The aim of this study was to assess the frequency of RER positive carcinomas within easily identifiable phenotypic subgroups of sporadic colorectal cancer patients. This would allow the identification of any groups of patients who should be targeted for a routine PCR based microsatellite instability test due to their increased risk of harbouring an RER positive carcinoma. Secondly, the status of hMSH2 and hMLH1 would be assessed using an immunohistochemical approach in order to indicate the frequency with which RER positive cases could be detected using this simple approach alone.

Materials and methods

PATIENT SUBGROUPS

In order to investigate the frequency of RER positive colorectal carcinomas in a variety of easily definable patient subgroups the following series were assessed.

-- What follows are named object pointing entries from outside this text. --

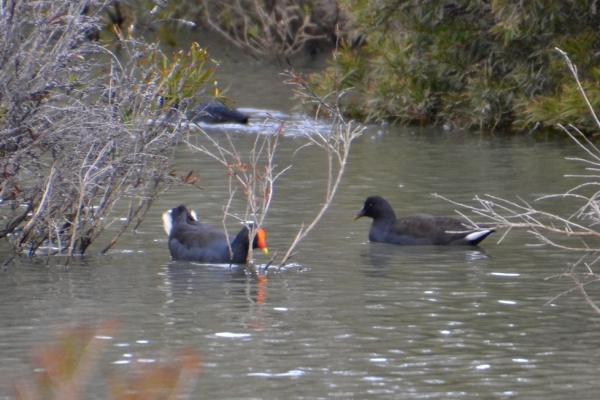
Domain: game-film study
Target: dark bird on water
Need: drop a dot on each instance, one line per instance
(216, 113)
(419, 229)
(190, 239)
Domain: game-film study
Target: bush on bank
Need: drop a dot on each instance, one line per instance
(468, 64)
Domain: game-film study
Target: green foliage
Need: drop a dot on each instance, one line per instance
(467, 64)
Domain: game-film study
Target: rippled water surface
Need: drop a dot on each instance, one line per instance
(348, 318)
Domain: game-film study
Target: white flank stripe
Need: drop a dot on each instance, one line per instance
(476, 235)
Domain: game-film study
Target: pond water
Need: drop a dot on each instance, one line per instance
(347, 318)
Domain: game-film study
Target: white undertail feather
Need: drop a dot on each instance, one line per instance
(167, 222)
(476, 235)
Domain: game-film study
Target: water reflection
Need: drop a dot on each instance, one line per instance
(384, 255)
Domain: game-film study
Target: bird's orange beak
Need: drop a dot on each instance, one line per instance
(261, 240)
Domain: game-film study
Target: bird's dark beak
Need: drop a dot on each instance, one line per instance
(359, 214)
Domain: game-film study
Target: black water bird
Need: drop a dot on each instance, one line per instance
(192, 240)
(419, 229)
(216, 113)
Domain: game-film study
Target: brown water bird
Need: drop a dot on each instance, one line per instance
(190, 239)
(419, 229)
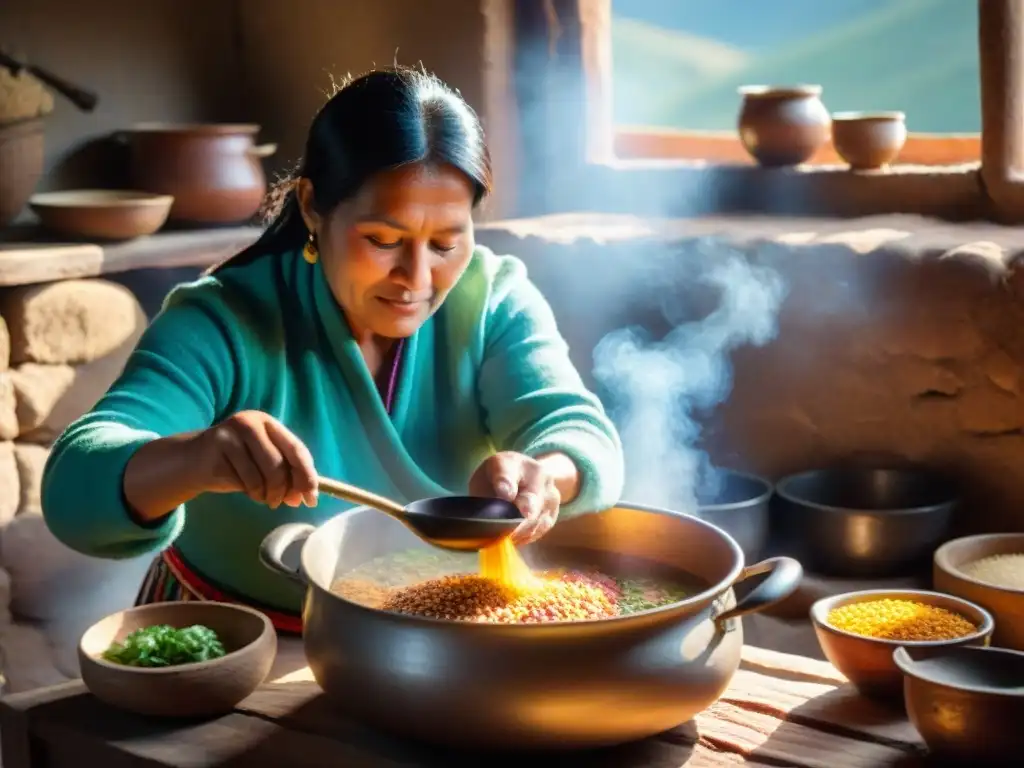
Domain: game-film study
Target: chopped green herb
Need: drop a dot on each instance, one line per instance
(165, 646)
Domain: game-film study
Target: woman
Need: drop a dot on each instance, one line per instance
(363, 337)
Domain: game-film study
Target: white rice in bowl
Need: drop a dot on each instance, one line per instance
(999, 570)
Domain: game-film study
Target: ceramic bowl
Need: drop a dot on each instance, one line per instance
(102, 214)
(867, 522)
(201, 689)
(1007, 605)
(967, 702)
(867, 662)
(868, 140)
(782, 125)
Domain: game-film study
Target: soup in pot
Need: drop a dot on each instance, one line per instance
(569, 585)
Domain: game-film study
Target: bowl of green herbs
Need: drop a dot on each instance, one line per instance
(177, 659)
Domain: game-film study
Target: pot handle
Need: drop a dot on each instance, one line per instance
(261, 151)
(272, 548)
(784, 578)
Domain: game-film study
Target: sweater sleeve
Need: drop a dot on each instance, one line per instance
(178, 379)
(534, 398)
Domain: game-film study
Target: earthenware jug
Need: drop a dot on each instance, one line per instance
(782, 126)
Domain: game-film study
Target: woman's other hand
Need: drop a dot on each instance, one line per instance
(525, 482)
(255, 454)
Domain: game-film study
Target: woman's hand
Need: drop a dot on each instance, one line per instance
(255, 454)
(525, 482)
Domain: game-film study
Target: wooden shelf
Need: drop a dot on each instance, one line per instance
(28, 257)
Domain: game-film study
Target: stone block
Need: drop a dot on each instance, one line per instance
(4, 345)
(10, 491)
(71, 322)
(8, 407)
(31, 460)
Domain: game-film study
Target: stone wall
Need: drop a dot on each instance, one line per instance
(61, 345)
(899, 338)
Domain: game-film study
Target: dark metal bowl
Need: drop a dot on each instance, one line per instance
(967, 702)
(738, 504)
(865, 522)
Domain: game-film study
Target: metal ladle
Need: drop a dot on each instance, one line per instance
(463, 523)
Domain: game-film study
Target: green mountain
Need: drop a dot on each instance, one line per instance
(916, 55)
(654, 67)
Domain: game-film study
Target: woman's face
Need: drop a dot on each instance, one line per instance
(392, 253)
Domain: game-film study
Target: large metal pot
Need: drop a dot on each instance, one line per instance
(213, 171)
(528, 686)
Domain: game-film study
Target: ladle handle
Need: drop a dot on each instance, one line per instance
(357, 496)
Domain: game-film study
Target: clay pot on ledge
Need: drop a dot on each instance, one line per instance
(214, 171)
(868, 140)
(782, 125)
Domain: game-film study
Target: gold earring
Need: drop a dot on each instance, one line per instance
(309, 251)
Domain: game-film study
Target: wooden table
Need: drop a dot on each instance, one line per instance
(780, 711)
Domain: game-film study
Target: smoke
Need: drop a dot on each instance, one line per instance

Early onset group—This consisted of 23 non-familial adenomatous polyposis (non-FAP) patients from the General Infirmary at Leeds who developed colorectal cancer under the age of 50. Within this group there were 13 patients who were under 40 years at diagnosis.

Synchronous colorectal cancer group—This consisted of 51 patients from the General Infirmary at Leeds who presented with at least two synchronous colorectal carcinomas. Where possible, all carcinomas were investigated (a total of 106).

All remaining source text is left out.